The role of BRCA1 in facilitating SCE induced by replication fork collapse is enhanced by ATR deficiency
We next determined how BRCA1 regulates SCE following replication arrest. We first established lentiviral (pLKO.1–puro vector)-based constructs which target BRCA1 (BRCA1sh) (Figure 3A). We found that BRCA1 depletion leads to a similar decrease in the frequency of SCE in cells with proficient or deficient ATR following 6-h HU treatment (Figure 3B). These results indicate that BRCA1 promotes HR following replication fork stalling independent of ATR. In contrast, BRCA1 differentially regulates SCE produced by replication fork collapse in cells proficient or deficient in ATR. We found that, in cells with a proficient ATR, BRCA1 knockdown has no obvious effect on SCE following 18-h HU treatment compared to control cells. However, in cells depleted of ATR, BRCA1 depletion results in a decrease in the SCE rate compared to control cells (Figure 3B). Similar results are obtained by further categorizing the frequency of SCE into four classes according to the number of SCE per metaphase (i.e. ≤9 versus 10–19 versus 20–29 versus ≥30 count per metaphase) (Figure 3C). In addition, our observation is further confirmed in MDA-MB-231 cells. We found that BRCA1 knockdown causes a dramatic decrease in the rate of SCE induced by 18-h HU treatment when ATR is depleted. In contrast, BRCA1 knockdown leads to a decrease in SCE formation following 4-h HU treatment independent of ATR depletion (Supplementary Figure S3). Therefore, the data presented in Figure 3 and Supplementary Figure S3 suggests that BRCA1 promotes SCE-associated HR upon replication fork stalling, which is independent of ATR. In contrast, BRCA1 plays a minor role in SCE-associated HR upon replication fork collapse unless ATR is depleted. The differential regulatory roles of ATR in BRCA1 dependent SCE following replication fork stalling or collapse support the notion that the molecular mechanism by which BRCA1 promotes SCE associated HR following replication fork stalling or collapse are distinct.
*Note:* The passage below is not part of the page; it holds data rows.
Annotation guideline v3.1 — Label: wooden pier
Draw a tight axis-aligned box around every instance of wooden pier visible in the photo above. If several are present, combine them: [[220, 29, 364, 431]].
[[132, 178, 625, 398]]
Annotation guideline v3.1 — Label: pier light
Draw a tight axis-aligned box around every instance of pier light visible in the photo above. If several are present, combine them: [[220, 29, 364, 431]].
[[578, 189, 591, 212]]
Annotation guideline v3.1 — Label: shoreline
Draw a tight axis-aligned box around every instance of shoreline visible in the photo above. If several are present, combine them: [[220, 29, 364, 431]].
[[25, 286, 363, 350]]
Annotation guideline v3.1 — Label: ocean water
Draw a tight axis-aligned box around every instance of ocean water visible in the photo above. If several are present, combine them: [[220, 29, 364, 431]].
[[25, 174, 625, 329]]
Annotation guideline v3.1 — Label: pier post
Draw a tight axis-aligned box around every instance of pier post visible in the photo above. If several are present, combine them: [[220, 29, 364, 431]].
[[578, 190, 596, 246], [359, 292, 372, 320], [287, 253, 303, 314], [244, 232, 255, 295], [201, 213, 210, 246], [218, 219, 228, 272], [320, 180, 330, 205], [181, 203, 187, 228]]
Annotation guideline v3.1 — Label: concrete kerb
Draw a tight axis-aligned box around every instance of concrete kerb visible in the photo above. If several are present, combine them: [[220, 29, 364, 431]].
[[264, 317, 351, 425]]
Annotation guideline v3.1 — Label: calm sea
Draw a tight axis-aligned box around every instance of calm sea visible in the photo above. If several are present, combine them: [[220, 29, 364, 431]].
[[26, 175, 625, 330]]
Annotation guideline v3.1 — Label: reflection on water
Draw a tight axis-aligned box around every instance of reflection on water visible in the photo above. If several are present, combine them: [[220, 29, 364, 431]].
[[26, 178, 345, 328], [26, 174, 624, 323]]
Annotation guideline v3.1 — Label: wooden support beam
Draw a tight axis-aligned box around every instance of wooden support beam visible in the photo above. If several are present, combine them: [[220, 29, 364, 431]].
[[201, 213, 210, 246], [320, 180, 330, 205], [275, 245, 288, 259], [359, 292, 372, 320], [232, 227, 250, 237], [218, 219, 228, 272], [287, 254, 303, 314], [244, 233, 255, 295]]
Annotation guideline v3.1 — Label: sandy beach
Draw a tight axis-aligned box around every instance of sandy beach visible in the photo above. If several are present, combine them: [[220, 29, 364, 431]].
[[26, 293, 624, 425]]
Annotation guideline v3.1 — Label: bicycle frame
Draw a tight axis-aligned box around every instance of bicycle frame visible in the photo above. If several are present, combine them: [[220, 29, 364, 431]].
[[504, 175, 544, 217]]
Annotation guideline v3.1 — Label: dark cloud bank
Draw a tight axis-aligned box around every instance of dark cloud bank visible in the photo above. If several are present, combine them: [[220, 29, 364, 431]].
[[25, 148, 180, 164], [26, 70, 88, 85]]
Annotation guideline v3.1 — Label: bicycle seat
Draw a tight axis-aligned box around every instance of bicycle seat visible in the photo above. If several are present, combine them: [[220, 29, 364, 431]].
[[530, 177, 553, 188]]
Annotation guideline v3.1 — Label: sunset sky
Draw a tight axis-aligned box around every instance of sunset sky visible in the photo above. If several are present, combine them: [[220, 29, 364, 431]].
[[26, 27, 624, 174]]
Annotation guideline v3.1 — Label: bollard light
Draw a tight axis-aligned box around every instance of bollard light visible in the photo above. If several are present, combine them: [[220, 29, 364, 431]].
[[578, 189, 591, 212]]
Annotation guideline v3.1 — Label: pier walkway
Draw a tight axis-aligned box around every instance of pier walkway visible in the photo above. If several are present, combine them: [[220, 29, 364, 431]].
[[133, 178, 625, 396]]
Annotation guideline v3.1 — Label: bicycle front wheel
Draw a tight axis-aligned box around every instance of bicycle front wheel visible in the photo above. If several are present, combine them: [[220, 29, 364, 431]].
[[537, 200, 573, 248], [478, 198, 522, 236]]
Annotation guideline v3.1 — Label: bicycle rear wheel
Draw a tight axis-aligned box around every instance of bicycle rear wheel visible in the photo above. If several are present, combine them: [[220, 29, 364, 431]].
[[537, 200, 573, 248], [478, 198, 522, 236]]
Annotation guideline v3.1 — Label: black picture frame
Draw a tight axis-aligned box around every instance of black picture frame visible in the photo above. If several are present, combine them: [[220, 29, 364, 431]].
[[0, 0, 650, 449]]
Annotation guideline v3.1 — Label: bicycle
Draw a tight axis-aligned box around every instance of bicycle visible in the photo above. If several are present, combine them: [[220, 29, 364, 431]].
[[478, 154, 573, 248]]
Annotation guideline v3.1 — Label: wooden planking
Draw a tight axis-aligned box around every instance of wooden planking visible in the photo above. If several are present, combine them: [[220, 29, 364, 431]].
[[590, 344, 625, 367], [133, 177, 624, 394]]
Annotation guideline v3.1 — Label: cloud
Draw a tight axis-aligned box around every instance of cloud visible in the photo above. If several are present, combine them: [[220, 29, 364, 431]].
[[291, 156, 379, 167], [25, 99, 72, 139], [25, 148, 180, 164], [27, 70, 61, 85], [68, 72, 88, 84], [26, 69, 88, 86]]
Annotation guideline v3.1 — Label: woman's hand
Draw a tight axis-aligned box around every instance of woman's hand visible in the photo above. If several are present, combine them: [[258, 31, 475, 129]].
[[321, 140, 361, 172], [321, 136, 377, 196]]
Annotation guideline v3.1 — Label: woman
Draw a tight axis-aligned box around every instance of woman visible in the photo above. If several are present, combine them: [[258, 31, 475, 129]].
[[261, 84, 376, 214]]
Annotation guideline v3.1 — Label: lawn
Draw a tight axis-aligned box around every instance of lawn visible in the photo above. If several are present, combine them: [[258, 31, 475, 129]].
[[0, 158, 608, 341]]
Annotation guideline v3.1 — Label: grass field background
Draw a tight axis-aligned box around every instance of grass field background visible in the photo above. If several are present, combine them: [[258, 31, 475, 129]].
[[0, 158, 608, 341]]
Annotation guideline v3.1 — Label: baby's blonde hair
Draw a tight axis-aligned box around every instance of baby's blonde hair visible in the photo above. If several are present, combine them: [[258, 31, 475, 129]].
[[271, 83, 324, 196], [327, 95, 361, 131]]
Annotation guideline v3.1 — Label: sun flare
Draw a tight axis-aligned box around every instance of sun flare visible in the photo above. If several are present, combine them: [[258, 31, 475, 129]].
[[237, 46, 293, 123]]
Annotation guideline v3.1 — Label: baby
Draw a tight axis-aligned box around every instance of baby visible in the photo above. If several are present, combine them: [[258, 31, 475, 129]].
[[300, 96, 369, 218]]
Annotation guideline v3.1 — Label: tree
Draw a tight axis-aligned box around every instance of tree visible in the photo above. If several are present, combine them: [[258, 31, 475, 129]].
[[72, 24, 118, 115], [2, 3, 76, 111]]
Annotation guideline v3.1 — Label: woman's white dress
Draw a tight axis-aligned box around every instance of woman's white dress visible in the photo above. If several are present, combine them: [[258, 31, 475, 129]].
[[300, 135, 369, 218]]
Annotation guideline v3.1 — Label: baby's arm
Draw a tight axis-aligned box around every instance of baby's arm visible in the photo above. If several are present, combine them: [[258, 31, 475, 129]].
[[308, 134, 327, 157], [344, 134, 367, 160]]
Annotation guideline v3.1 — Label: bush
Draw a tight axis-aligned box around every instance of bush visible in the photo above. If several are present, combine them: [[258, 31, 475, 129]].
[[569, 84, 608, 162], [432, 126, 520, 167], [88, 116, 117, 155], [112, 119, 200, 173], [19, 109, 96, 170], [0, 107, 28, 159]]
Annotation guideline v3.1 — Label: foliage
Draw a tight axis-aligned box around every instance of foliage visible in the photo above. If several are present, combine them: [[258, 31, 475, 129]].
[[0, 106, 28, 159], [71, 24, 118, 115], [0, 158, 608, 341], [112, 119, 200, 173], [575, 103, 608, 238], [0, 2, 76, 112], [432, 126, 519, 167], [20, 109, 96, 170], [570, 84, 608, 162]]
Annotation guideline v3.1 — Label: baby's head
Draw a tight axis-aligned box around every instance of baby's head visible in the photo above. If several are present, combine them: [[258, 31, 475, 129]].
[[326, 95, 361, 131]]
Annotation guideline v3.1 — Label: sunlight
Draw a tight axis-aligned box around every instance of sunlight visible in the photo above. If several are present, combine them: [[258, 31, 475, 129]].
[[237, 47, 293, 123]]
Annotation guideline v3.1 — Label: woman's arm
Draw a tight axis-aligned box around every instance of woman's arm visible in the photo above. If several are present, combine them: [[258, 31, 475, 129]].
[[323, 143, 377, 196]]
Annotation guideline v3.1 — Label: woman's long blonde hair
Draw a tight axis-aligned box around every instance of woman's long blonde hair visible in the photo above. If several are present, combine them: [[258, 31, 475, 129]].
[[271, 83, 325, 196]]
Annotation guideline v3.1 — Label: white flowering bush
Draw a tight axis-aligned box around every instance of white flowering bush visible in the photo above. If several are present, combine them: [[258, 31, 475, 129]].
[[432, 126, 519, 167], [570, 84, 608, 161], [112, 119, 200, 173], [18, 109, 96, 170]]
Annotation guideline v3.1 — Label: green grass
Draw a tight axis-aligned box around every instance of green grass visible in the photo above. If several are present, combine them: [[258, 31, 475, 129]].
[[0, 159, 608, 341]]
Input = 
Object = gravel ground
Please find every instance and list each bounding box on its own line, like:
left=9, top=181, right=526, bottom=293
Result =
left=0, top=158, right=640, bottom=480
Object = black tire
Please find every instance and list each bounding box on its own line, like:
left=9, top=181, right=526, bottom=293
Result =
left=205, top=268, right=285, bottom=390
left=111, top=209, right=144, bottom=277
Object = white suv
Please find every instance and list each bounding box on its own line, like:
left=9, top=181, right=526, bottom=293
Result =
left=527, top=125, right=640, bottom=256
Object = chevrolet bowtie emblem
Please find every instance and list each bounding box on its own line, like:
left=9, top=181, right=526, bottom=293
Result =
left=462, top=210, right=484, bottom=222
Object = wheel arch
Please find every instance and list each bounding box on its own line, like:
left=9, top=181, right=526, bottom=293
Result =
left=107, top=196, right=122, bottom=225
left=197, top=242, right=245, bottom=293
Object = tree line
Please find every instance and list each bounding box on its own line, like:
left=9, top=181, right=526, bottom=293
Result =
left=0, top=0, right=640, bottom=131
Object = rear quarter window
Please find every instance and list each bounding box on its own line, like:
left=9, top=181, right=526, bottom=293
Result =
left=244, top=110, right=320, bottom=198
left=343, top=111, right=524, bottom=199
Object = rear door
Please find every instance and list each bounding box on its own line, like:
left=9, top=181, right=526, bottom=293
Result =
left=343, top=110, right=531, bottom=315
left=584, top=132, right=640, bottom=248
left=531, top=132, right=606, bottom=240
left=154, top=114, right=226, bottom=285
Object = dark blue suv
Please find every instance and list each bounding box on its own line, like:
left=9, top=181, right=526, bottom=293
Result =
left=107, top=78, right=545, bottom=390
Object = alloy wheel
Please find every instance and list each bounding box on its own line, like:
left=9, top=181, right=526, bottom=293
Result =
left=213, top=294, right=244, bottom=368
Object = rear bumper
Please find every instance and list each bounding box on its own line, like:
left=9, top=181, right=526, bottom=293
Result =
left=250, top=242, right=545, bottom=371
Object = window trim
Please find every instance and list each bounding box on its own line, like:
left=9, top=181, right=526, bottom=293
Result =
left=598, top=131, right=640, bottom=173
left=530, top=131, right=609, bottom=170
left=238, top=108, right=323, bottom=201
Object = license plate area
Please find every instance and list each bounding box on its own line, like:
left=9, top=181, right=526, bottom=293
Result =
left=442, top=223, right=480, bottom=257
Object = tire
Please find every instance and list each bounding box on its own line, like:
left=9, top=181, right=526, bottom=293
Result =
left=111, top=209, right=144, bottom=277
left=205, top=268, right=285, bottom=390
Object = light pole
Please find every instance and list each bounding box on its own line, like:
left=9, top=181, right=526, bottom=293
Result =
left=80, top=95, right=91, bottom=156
BRCA1 and RAD51 proteins are localized in ssDNA and DNA DSB regions following DNA replication fork stalling or collapse
RAD51 plays a key role in controlling SCE in DT40 cells. In addition, overexpression of RAD51 leads to an increased SCE event in Chinese hamster V79 cells (48,49). The RAD51 form foci in response to DNA damage and proteins accumulate at sites of ssDNA, suggesting that RAD51 foci are sites of recombinational DNA repair (50,51). Therefore, we next analyzed the Rad51 foci upon replication arrest. We found that the percentage of cells with RAD51 foci did not show an obvious increase following 1- or 2-h HU treatment in MCF7 cells (Figure 4A), which is similar to that observed in U2OS cells (8). Interestingly, RAD51 form foci following 6-h HU treatment although no obvious DSBs are present at this time point (Figure 1A), which is consistent with a previous report indicating that RAD51 foci is independent of DSBs (7). The formation of Rad51 foci following 6-h HU treatment is concurrent with ssDNA generation since we have reported ssDNA regions are generated at the same condition (12). RAD51 foci became more evident following 18-h HU treatment compared to that observed in cells treated with HU for 6 h (Figure 4A) although the frequency of SCE in cells treated with 18-h HU did not display an obvious increase in comparison to that associated with the cells treated with HU for 6-h (Figure 1C). The main reason for this difference is due to the fact that RAD51 foci were determined right after HU treatment. However the SCE assay was conducted following 50–60 h BrdU labeling and the cells have to go through two cycles before the SCE assay. Therefore, only the cells that went through two cell cycles can be counted for SCE. A fraction of cells containing DSBs-induced RAD51 foci following 18-h HU treatment might die before SCE assay due to an intact ATR signaling. Alternatively, multiple subtypes of HR exist following replication collapse, all of which may involve strand invasion and exchange steps in which RAD51 protein form foci. However, not all of these pathways necessarily result in SCE. For example, SDSA involves strand exchange and invasion but only non-crossover (gene conversion) products are formed (15).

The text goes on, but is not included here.